Una questione di «“eroi” moderni, a mio avviso poco raccontati rispetto all’importanza sociale crescente e per le questioni che il loro agire solleva: sono coloro che, per convinzioni politiche, religiose, o semplicemente umanistiche, scelgono di dedicare la propria vita alle fasce più deboli e marginalizzate della società». Leonardo Di Costanzo descrive così le fondamenta fattuali e narrative del suo film – era alla Quinzaine des Réalisateurs di Cannes 2017 –, arrivato in sala poco dopo l’ottimo L’equilibrio di Vincenzo Marra (le parole sopracitate potremmo in effetti applicarle bene anche al prete interpretato da Mimmo Borrelli in quest’opera).
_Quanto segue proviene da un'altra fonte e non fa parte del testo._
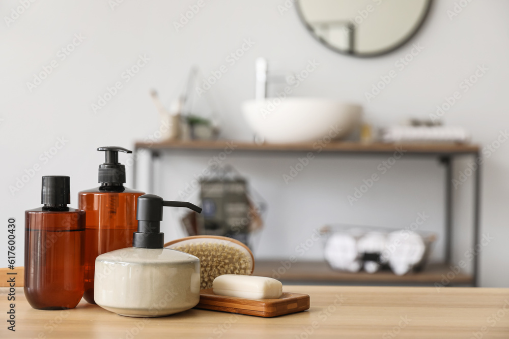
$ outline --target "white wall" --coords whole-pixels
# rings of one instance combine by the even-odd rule
[[[254,60],[263,56],[293,72],[316,59],[320,66],[296,90],[296,95],[363,103],[366,118],[380,125],[410,116],[427,116],[444,97],[460,90],[460,83],[477,65],[485,65],[489,69],[486,74],[467,93],[462,92],[461,99],[444,119],[447,124],[471,131],[474,142],[491,144],[509,123],[504,114],[509,2],[473,1],[452,20],[446,11],[453,8],[454,2],[435,3],[420,32],[409,44],[382,57],[359,59],[320,45],[304,28],[295,9],[280,14],[278,6],[282,1],[205,0],[205,7],[178,32],[173,22],[195,1],[125,0],[112,11],[106,1],[36,2],[9,27],[4,21],[0,28],[0,145],[4,152],[2,238],[7,237],[8,218],[17,218],[18,264],[22,265],[23,211],[39,205],[40,176],[70,175],[72,204],[75,206],[78,191],[97,185],[97,166],[103,158],[94,150],[96,147],[130,147],[158,128],[148,94],[150,88],[157,89],[169,102],[179,92],[192,65],[208,74],[227,64],[225,58],[245,39],[255,42],[254,46],[235,65],[229,65],[228,73],[210,91],[220,113],[224,138],[250,139],[240,106],[253,96]],[[0,14],[3,18],[10,15],[11,9],[18,5],[17,1],[3,1]],[[57,53],[75,34],[85,39],[62,60]],[[364,93],[380,76],[395,68],[394,63],[410,51],[412,43],[420,44],[424,50],[367,103]],[[150,60],[126,82],[121,74],[139,54]],[[26,83],[54,59],[58,68],[31,93]],[[94,114],[91,104],[116,81],[122,82],[123,88]],[[45,163],[40,155],[51,150],[59,137],[68,141]],[[178,191],[213,155],[165,155],[157,177],[163,186],[155,193],[167,199],[178,198]],[[484,286],[509,285],[505,260],[509,256],[508,155],[509,146],[502,144],[487,159],[483,172],[482,232],[495,237],[481,254]],[[258,257],[288,258],[314,229],[327,223],[404,227],[424,211],[430,217],[422,229],[442,234],[443,170],[436,162],[404,159],[350,206],[347,196],[376,172],[383,160],[320,157],[287,185],[282,175],[296,163],[295,155],[279,159],[234,152],[228,161],[251,180],[269,203],[266,228],[257,249]],[[9,186],[37,164],[41,169],[35,177],[12,194]],[[457,164],[455,177],[465,166],[464,162]],[[464,253],[471,245],[471,200],[467,196],[471,181],[469,179],[458,191],[457,261],[465,259]],[[127,184],[130,182],[129,178]],[[177,215],[175,211],[166,212],[163,228],[167,239],[180,234]],[[6,253],[5,240],[0,243],[0,253]],[[303,259],[320,258],[320,246],[314,245]],[[442,254],[442,246],[439,242],[435,258]]]

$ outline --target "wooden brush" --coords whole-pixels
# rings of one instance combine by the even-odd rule
[[[201,288],[212,287],[222,274],[250,275],[254,269],[251,250],[238,240],[214,235],[195,235],[174,240],[164,247],[189,253],[200,259]]]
E con L’intrusa, ancora una volta, dopo il bellissimo L’intervallo, Di Costanzo si mette sulle tracce di un possibile incontro tra la realtà e un cinema liberamente impuro, per quanto da dentro uno sguardo rigoroso e preciso sulle cose, in cui riorganizzare il dato e l’immaginario sociale.

Periferia napoletana: una struttura ricreativa, “la Masseria”, dedicata ai bambini, per tenerli lontani dalle insidie, le miserie e le brutture che, del loro contesto, del quotidiano, sono il marchio. Dopo le ore scolastiche, allora, ci sono una ciclofficina, un orto, pennelli e colori, creature da costruire, l’ingegno e il gioco, panini e succhi di frutta. Responsabile del centro, stimata dai suoi collaboratori e da molte famiglie del quartiere, è Giovanna (Raffaella Giordano). Viene dal nord, è corpo e lingua altri, lei, ma conosce ormai bene il posto in cui vive; l’intrusa invece è – anzi diventa –Maria (Valentina Vannino), con un neonato e la piccola Rita (Martina Abbate), a cui Giovanna ha dato aiuto e ospitalità in una casupola negli spazi della Masseria, per scoprire infine che in quei pochi metri quadri si nascondeva il marito della giovane donna (Carmine Paternoster, con un personaggio già incontrato ne L’intervallo), camorrista omicida che viene arrestato una mattina dalla polizia. Giovanna vorrebbe a questo punto cacciare Maria, dopo l’inganno subito e il pericolo creato a tutti, ma non ci riesce, qualcosa la trattiene mentre cerca di misurare il peso del male minore, la portata del gesto coerente con la sua esistenza. La madre e i suoi figli restano, circostanza che avrà delle conseguenze sulle scelte dei genitori degli altri bambini.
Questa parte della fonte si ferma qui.